Brazil’s federal Police arrested on Tuesday Deputy Tourism Minister in a corruption sweep tied to funding for major sports events, the latest in a series of scandals to tarnish President Dilma Rousseff’s government.
Deputy Minister Frederico Costa was among 38 tourism ministry officials and entrepreneurs arrested in the operation, federal police said.
Tourism Minister Pedro Novais Lima was called to the presidential palace to give explanations, raising the possibility that Rousseff could lose her fourth cabinet minister since May to graft allegations.
Lima is a member of the PMDB, Rousseff’s main coalition partner, which has been at odds with her since virtually the start of her presidency on Jan. 1 and has partly blocked her agenda in Congress.
The federal police said there were strong indications that public funds earmarked for professional training had been embezzled.
The Brazilian government is funding schools throughout the country to train taxi drivers, waiters and hotel staff as the country prepares to host the 2014 World Cup and the 2016 Olympics in Rio de Janeiro.
The police raid is certain to fuel opposition reiterated attempts to launch a formal congressional inquiry into recent corruption allegations involving the federal government. Such an inquiry would have far-reaching powers to investigate allegations.
Several ministers are expected to have to testify before congressional committees over corruption allegations in coming days, potentially further delaying Rousseff’s legislative agenda. The president is also dealing with fresh corruption allegations involving the Agriculture ministry.
Several bills awaiting approval in Congress could boost private investment including a tax overhaul, framework mining legislation and a regulation of oil royalties.

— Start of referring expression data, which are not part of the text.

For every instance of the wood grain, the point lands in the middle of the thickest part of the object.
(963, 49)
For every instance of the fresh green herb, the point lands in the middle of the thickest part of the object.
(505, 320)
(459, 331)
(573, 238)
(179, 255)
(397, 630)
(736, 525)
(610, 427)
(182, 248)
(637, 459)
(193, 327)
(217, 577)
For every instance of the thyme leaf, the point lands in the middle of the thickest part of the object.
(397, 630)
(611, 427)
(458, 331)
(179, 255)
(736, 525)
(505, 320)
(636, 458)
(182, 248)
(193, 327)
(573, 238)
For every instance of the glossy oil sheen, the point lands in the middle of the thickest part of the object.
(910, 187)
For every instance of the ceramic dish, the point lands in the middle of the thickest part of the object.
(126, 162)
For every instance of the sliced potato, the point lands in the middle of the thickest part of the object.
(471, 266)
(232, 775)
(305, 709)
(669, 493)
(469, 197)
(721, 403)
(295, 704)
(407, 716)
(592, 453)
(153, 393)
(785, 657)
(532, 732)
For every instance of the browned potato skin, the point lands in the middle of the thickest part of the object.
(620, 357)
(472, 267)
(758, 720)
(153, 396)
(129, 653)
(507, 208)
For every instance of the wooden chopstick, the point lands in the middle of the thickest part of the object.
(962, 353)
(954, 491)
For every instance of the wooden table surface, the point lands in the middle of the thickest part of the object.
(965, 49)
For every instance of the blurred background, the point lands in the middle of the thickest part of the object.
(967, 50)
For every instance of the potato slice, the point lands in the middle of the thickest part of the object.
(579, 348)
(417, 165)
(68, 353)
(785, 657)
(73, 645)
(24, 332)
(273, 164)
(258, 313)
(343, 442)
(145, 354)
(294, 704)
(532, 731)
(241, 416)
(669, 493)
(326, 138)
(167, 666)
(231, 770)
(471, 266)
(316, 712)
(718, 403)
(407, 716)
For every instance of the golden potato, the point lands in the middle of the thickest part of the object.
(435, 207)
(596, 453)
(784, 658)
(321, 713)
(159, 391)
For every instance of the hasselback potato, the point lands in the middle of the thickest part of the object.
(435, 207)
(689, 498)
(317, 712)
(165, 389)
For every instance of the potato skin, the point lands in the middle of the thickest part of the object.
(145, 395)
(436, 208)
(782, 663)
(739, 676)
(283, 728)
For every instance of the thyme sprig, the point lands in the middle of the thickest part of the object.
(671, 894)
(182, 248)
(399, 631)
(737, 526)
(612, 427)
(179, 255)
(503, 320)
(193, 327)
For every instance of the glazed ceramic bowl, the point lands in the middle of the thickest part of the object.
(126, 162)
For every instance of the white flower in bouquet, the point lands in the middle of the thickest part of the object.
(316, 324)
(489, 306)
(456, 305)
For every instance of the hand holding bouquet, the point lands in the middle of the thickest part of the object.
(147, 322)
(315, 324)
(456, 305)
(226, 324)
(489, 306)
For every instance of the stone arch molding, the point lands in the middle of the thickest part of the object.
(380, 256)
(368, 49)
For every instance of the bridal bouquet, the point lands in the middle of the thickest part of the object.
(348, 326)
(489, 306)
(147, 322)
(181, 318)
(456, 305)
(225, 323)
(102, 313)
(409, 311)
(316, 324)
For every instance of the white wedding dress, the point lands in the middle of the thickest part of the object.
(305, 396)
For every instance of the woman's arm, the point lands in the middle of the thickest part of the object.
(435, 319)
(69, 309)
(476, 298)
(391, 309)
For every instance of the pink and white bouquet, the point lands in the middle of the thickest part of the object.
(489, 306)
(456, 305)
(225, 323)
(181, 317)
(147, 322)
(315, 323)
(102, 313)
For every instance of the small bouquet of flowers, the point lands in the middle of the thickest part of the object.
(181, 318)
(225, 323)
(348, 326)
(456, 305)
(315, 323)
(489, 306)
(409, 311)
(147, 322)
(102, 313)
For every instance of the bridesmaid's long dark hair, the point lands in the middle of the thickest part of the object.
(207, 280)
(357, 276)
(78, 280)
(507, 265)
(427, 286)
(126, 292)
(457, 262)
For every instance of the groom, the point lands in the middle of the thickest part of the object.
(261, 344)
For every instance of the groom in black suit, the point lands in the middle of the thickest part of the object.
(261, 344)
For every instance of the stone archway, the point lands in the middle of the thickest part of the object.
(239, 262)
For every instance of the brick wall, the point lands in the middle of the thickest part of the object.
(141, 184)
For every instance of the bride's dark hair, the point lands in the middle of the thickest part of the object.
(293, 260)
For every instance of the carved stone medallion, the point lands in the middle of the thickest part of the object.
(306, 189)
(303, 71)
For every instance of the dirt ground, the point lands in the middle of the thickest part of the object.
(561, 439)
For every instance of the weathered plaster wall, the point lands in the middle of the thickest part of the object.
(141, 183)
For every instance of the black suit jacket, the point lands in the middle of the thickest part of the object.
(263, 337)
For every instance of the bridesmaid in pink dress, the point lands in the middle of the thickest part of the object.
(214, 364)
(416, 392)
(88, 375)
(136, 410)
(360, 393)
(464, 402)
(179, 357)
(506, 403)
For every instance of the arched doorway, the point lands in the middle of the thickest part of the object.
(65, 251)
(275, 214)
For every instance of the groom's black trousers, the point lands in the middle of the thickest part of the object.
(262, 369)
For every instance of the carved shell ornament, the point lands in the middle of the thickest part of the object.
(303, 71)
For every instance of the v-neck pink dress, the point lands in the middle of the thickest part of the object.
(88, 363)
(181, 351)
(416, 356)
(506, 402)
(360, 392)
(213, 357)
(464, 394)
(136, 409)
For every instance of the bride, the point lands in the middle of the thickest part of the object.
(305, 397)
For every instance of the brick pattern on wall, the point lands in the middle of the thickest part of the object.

Brazil has already come under fire at home and abroad for delays in infrastructure projects for the World Cup, including airports, roads and soccer stadiums being built or renovated in 12 host cities.
Rousseff enjoys considerable popular support -- although well below the extraordinary ratings of her predecessor Lula da Silva -- in part because of Brazil’s resilient economy but also due to her image as a serious and competent manager.
If she is seen as embracing investigations and carrying out her campaign pledge for clean government, she may not suffer from the latest scandals and could even benefit, anticipate some analysts.
In seven months in office President Rousseff has seen her cabinet chief ousted for alleged enrichment; the Transport minister for bribes and over-billing on tendering contracts; the Defence minister for derogatory remarks referred to ministers named by the president; the Agriculture minister Wagner Rossi could be out any moment for nepotism and cronyism and now the Ministry of Tourism.
The repeated ministerial ousting, sacking and resignation, and naming replacements in the crystal-balanced cabinet of the ten-parties ruling coalition has forced Lula da Silva to come in support of her protégé Dilma, thus weakening her figure.
Furthermore relations between bureaucrat Rousseff and Vice-president Michel Temer are not good. But Temer is head of PMDB, the main partner in the ruling coalition that dominates the Senate and has a blocking condition in the Lower House. Some analysts see the current situation as a ferocious power struggle between the Workers Party and PMDB.
During the previous eight years, the PMDB was also a crucial ally of the government in Congress, but the overwhelming personality of then communicator president Lula da Silva overshadowed any potential challenges or there were no candidates to match him. However PMDB promised that under President Rousseff things would be different and they would demand acknowledgement to the last ounce of their influence.